Today I am angry.  Overwhelmingly furious.

I haven't really cried today, or thought about missing my mom.  Today I escaped into task mode.

I planned the memorial service with Jon and the pastor that married us.  He also baptized my mom and has walked these last 8 months with us.  I didn't cry.  I just got it done.

Then I signed papers to have my mom cremated.  Ugh. Yuck. Expletive.

I think there is validity to the stages of grief and also for acknowledging all your emotions.  After planning the service, the pastor prayed for us.  Instead of crying or listening to the pertinent things he said, I just swore like crazy inside my head.

Yup.  High quality girl right here.

But you know what, if God isn't big enough to handle my F-bombs, then he isn't the God I want to worship. I am wrecked.  This last week wrecked me.  Watching my mom suffer put a bigger hole in my heart than losing her.

Maybe in years I will look back at this post and regret my honesty.  Maybe I will grow up and no longer need to use such words to describe my anger.  Maybe I can buy a thesaurus and expand my vocabulary.

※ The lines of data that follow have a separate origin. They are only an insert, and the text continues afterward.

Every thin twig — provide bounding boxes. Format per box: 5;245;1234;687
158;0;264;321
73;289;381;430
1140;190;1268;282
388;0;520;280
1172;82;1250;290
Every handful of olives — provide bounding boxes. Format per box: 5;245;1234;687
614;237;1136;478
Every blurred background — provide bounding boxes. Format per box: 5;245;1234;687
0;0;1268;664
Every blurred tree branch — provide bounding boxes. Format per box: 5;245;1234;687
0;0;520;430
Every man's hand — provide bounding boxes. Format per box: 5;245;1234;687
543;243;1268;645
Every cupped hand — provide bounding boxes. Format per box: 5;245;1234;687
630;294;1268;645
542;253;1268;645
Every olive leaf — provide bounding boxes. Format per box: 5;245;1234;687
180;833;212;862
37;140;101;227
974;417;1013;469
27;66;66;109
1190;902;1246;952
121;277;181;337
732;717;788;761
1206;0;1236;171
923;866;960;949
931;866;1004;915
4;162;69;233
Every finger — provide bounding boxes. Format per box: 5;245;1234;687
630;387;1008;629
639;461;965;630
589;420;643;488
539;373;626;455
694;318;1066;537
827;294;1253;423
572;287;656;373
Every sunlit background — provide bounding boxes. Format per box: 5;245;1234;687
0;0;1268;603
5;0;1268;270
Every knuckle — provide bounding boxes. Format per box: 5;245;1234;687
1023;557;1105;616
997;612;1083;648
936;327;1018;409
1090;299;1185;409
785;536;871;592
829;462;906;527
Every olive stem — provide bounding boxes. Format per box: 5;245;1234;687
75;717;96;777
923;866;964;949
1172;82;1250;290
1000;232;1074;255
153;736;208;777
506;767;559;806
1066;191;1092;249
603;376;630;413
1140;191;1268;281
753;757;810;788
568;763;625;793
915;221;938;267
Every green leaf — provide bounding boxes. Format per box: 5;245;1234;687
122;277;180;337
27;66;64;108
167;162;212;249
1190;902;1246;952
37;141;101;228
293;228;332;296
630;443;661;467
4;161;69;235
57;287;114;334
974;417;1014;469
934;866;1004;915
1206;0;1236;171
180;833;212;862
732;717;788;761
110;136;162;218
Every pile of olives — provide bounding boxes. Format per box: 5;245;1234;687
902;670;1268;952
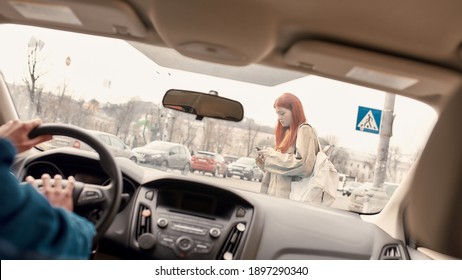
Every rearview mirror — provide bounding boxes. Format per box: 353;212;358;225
162;89;244;122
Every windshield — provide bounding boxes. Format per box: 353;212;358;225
0;25;437;213
236;158;255;165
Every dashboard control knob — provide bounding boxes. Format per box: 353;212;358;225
138;233;156;250
209;228;221;238
176;236;194;251
157;218;168;228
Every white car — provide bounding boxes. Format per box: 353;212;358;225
0;0;462;264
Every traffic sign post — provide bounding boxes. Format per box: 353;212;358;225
356;106;382;134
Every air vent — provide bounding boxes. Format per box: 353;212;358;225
136;204;152;240
217;223;246;260
380;244;403;260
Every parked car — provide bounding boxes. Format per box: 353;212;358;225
226;157;263;182
348;182;398;213
191;151;227;178
337;173;356;192
223;155;239;165
342;181;363;196
133;140;191;175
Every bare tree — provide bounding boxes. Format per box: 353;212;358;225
179;115;197;149
103;98;137;139
23;37;46;118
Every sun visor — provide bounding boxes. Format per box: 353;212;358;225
284;41;462;106
0;0;147;38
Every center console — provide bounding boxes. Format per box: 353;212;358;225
130;181;253;259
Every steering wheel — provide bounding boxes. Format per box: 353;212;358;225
29;124;123;245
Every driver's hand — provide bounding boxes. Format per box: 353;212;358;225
26;174;75;211
0;119;52;153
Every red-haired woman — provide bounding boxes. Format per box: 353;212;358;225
256;93;319;198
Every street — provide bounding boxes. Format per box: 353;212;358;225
155;167;349;210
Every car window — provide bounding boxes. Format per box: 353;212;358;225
0;25;437;213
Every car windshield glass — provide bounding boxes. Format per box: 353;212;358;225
0;25;437;213
236;158;255;165
146;141;172;151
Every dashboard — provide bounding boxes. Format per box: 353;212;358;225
13;148;409;260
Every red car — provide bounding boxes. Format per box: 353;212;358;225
191;151;227;178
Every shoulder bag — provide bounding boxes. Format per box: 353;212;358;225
289;123;338;206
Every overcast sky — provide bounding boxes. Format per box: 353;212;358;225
0;23;436;153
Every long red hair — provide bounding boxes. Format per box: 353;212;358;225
274;93;306;153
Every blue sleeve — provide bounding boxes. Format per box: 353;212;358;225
0;139;96;259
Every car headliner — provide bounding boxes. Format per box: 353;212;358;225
0;0;462;257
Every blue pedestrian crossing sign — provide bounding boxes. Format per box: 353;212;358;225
356;106;382;134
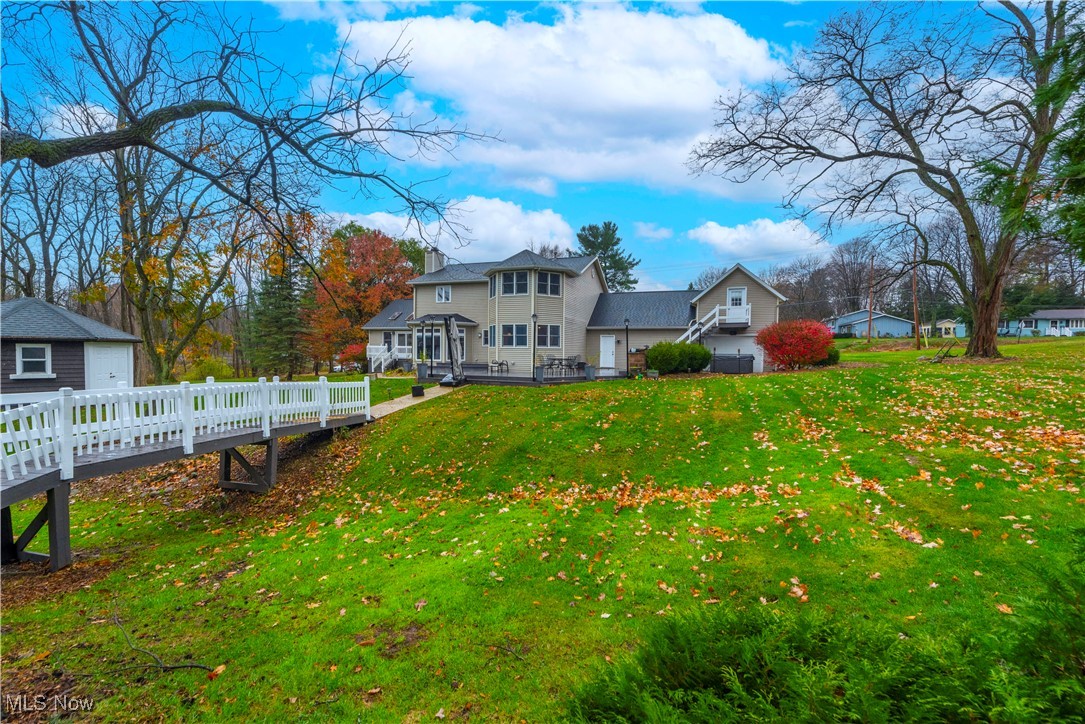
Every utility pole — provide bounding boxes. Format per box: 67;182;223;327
867;254;875;344
911;234;921;351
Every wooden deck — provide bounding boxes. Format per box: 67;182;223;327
0;415;373;508
0;378;373;571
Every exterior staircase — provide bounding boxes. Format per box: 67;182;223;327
675;304;750;342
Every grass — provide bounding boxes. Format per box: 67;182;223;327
2;339;1085;721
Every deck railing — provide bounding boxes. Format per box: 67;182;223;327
0;378;370;480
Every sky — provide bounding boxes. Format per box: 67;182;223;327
253;1;847;290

But today, I admit the fact that I am pissed off, that I swear my head off, I scream at God, and I still love Jesus.

Today the world isn't all unicorns and rainbows.  Today I am not seeing the brighter side of things.  Today I am being completely real and feeling my pain and anger deep in my gut.  Today I am pissed off at the suffering that my mom had to endure, and the suffering that exists in this world, and I think suffering angers and saddens the heart of God as well.

Thank you for everyone who has sent a text or an email.  Thank you for loving us through this struggle.  Thank you for being present.  Thank you for loving me even with my immature vocabulary.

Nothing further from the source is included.